If you want round-robin distribution which will give you uniform load
across all partitions you can use
a StreamCodec like this (provided the number of partitions is known and
static):
*public class CatagoryStreamCodec extends
KryoSerializableStreamCodec<Object> {*
* private int n = 0;*
* @Override*
* public int getPartition(Object in) {*
* return n++ % nPartitions; // nPartitions is the number of
partitions*
* }*
*}*
If you want certain category names to go to certain partitions, you can
create that mapping
within the StreamCodec (map category names to integers in the range
*0..nPartitions-1*), and, for each tuple, lookup the category name in the
map and return the corresponding value.
Ram
....
On Fri, Oct 14, 2016 at 1:17 PM, Sunil Parmar <[email protected]>
wrote:
> We’re using Stream codec to consistently / parallel processing of the data
> across the operator partitions. Our requirement is to serialize processing
> of the data based on particular tuple attribute let’s call it
> ‘catagory_name’ . In order to achieve the parallel processing of different
> category names we’re written our stream codec as following.
>
> public class CatagoryStreamCodec extends
> KryoSerializableStreamCodec<Object>
> {
>
> private static final long serialVersionUID = -687991492884005033L;
>
>
>
> @Override
>
> public int getPartition(Object in) {
>
> try {
>
> InputTuple tuple = (InputTuple) in;
>
> String partitionKehy = tuple.getName();
>
> if(partitionKehy != null) {
>
> return partitionKehy.hashCode();
>
> }
>
> }
> }
>
> It’s working as expected *but *we observed inconsistent partitions when
> we run this in production env with 20 partitioner of the operator following
> the codec in the dag.
>
> - Some operator instance didn’t process any data
> - Some operator instance process as many tuples as combined everybody
> else
>
>
> Questions :
>
> - getPartition method supposed to return the actual partition or just
> some lower bit used for deciding partition ?

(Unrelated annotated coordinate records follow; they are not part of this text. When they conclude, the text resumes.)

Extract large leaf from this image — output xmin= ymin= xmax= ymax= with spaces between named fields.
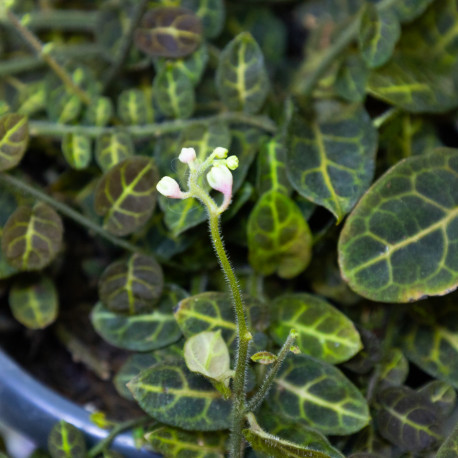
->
xmin=270 ymin=293 xmax=362 ymax=364
xmin=99 ymin=253 xmax=164 ymax=315
xmin=268 ymin=355 xmax=370 ymax=435
xmin=247 ymin=190 xmax=312 ymax=278
xmin=287 ymin=106 xmax=377 ymax=222
xmin=135 ymin=7 xmax=202 ymax=57
xmin=8 ymin=277 xmax=59 ymax=329
xmin=94 ymin=156 xmax=158 ymax=235
xmin=128 ymin=360 xmax=231 ymax=431
xmin=2 ymin=203 xmax=63 ymax=270
xmin=216 ymin=32 xmax=269 ymax=114
xmin=0 ymin=114 xmax=29 ymax=171
xmin=91 ymin=287 xmax=186 ymax=351
xmin=339 ymin=149 xmax=458 ymax=302
xmin=145 ymin=426 xmax=227 ymax=458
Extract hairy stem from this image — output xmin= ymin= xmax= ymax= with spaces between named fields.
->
xmin=0 ymin=172 xmax=141 ymax=252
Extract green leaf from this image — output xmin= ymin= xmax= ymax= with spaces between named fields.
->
xmin=268 ymin=354 xmax=370 ymax=435
xmin=95 ymin=131 xmax=135 ymax=172
xmin=358 ymin=3 xmax=401 ymax=68
xmin=287 ymin=106 xmax=377 ymax=222
xmin=134 ymin=7 xmax=202 ymax=58
xmin=216 ymin=32 xmax=269 ymax=114
xmin=247 ymin=190 xmax=312 ymax=278
xmin=94 ymin=156 xmax=158 ymax=236
xmin=145 ymin=426 xmax=227 ymax=458
xmin=128 ymin=360 xmax=231 ymax=431
xmin=377 ymin=387 xmax=441 ymax=452
xmin=62 ymin=133 xmax=92 ymax=170
xmin=48 ymin=420 xmax=86 ymax=458
xmin=99 ymin=253 xmax=164 ymax=315
xmin=91 ymin=287 xmax=186 ymax=351
xmin=2 ymin=202 xmax=63 ymax=270
xmin=0 ymin=114 xmax=29 ymax=171
xmin=339 ymin=149 xmax=458 ymax=302
xmin=8 ymin=277 xmax=59 ymax=329
xmin=154 ymin=61 xmax=195 ymax=119
xmin=270 ymin=293 xmax=362 ymax=364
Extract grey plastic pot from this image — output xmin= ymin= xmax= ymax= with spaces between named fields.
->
xmin=0 ymin=349 xmax=160 ymax=458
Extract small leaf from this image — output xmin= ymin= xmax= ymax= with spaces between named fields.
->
xmin=134 ymin=7 xmax=202 ymax=58
xmin=145 ymin=426 xmax=227 ymax=458
xmin=95 ymin=131 xmax=135 ymax=172
xmin=216 ymin=32 xmax=269 ymax=114
xmin=268 ymin=354 xmax=370 ymax=435
xmin=48 ymin=420 xmax=86 ymax=458
xmin=339 ymin=149 xmax=458 ymax=302
xmin=377 ymin=387 xmax=441 ymax=452
xmin=128 ymin=360 xmax=231 ymax=431
xmin=247 ymin=190 xmax=312 ymax=278
xmin=2 ymin=203 xmax=63 ymax=270
xmin=359 ymin=3 xmax=401 ymax=68
xmin=91 ymin=286 xmax=186 ymax=351
xmin=62 ymin=133 xmax=92 ymax=170
xmin=94 ymin=156 xmax=158 ymax=236
xmin=287 ymin=106 xmax=377 ymax=222
xmin=9 ymin=277 xmax=59 ymax=329
xmin=271 ymin=293 xmax=362 ymax=364
xmin=0 ymin=114 xmax=29 ymax=171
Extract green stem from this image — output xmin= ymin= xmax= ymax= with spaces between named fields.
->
xmin=245 ymin=330 xmax=297 ymax=413
xmin=0 ymin=172 xmax=141 ymax=252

> - Number of partitions is known to application properties and can vary
> between deployments or environments. Is it best practice to use that
> property in the stream codec ?
> - Any recommended hash function for getting consistent variations in
> the lower bit with less variety of data. we’ve ~100+ categories and I’m
> thinking to have 10+ operator partitions.
>
>
> Thanks,
> Sunil
>